Bugün 3 Aralık Dünya Engelliler Günü. Bu satırları her zaman sosyal mesaj vermek yerine içimdekileri seninle paylaşmak için kullandım sayın okuyucu. Bugün de amacım buluşup iki kelam sohbet edebilmek. Bir günün sabahına uyandığımızda (bazen uyumayarak bir önceki gün ile birleştirdiğimizde) o gün içerisinde başımıza geleceklerden bihaber bir şekilde, yeni bir maceraya atılırız. Unuturuz ki, yaşayacağımız günün engelli adayıyız.
Bunu unuttuğumuz gibi bir de, iyi bir şey yaptığımızı zannederek insanoğlunu ikiye ayırırız. Engellilere bir dolu engeli, aslında biz kendimizi daha iyi durumda zanneden “engelsiz”ler çıkarırız; üstüne bir de bugünün engelli adayı, yarının engellisi olmaktan korktuğumuz için empati kurmak zorunda (!) kalırız. Şimdi düşünüyor insan işte, asıl engellerle boğuşan kim diye…

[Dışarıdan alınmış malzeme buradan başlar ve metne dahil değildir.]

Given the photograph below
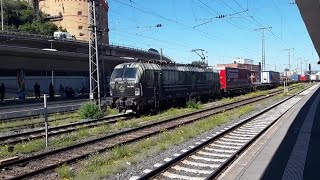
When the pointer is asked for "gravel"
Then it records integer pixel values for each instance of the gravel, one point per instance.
(137, 169)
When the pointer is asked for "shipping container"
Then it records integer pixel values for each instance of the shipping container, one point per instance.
(270, 77)
(235, 79)
(304, 78)
(295, 77)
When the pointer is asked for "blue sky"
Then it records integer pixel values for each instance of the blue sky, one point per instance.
(133, 23)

Kendimizi mükemmel bir varlık olarak gören bizler, fiziksel ya da zihinsel olarak bir eksiği bulunan insanların kendimizden daha kötü durumda olduğunu düşünüyoruz. Ama her seferinde kendimizi televizyonlardan, gazetelerden, internetten engelli kardeşlerimizin başarılarını takip ederken buluyoruz. Korku, endişe ve belki acımayla geçirdiğimiz 3 Aralık günlerinde asıl engelin kendi içimizde olduğunu unutarak engellere karşı koyanların “bir gün değil de her gün hatırlanmaları gerektiğini” dile getiriyoruz. Ne kadar acizce!

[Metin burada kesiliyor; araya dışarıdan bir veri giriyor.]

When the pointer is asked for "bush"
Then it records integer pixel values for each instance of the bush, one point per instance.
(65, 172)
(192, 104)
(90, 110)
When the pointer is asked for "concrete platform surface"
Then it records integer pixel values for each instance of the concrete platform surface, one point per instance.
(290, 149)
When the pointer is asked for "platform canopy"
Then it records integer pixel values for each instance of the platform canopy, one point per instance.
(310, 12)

Bir çay bardağının yarısına geleceğin sürede aslında fark edeceksin sayın okuyucu, asıl engelin kendisini “tam” zannedenlerde olduğunu. İnsan hayatı; engelleri, zorlukları aşarken öğreniyor ama gel gör ki halihazırda zor olan bir hayatı daha da zorlaştıran bir ülkede yaşayan engelli vatandaşlarımızı çoğu an aklımıza bile getirmiyoruz.

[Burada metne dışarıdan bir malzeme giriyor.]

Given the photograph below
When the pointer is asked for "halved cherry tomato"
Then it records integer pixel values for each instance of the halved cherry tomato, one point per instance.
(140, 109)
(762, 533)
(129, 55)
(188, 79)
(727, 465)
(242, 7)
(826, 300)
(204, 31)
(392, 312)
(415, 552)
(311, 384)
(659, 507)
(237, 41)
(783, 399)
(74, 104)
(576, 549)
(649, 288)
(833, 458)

Onların takip ettiğimiz başarılarında (ki bir engellinin ülkemizde yaşaması bile başlı başına bir başarı), insan kendine dönüp de ne kadar çaresiz, ne kadar beceriksiz olduğunu bir kez daha fark ediyor, “engelsiz” olduğunu zannederken. Engellerin her birinin insan zihninin bir ürünü olduğunu; düşüncelerin doğru tasarlandığında ortada herhangi bir engeli barındırmayacağını görüyorsun. Her yeni güne başka bir engeli aşıp mutlu olanları gördükçe, hayatın nasıl da muhteşem bir armağan olduğunu fark ediyorsun.
Düşünüyorsun, asıl engellinin, engellerle boğuşanın kim olduğunu…
Bugün 3 Aralık Dünya Engelliler Günü. Engel olma sayın okuyucu, destek ol!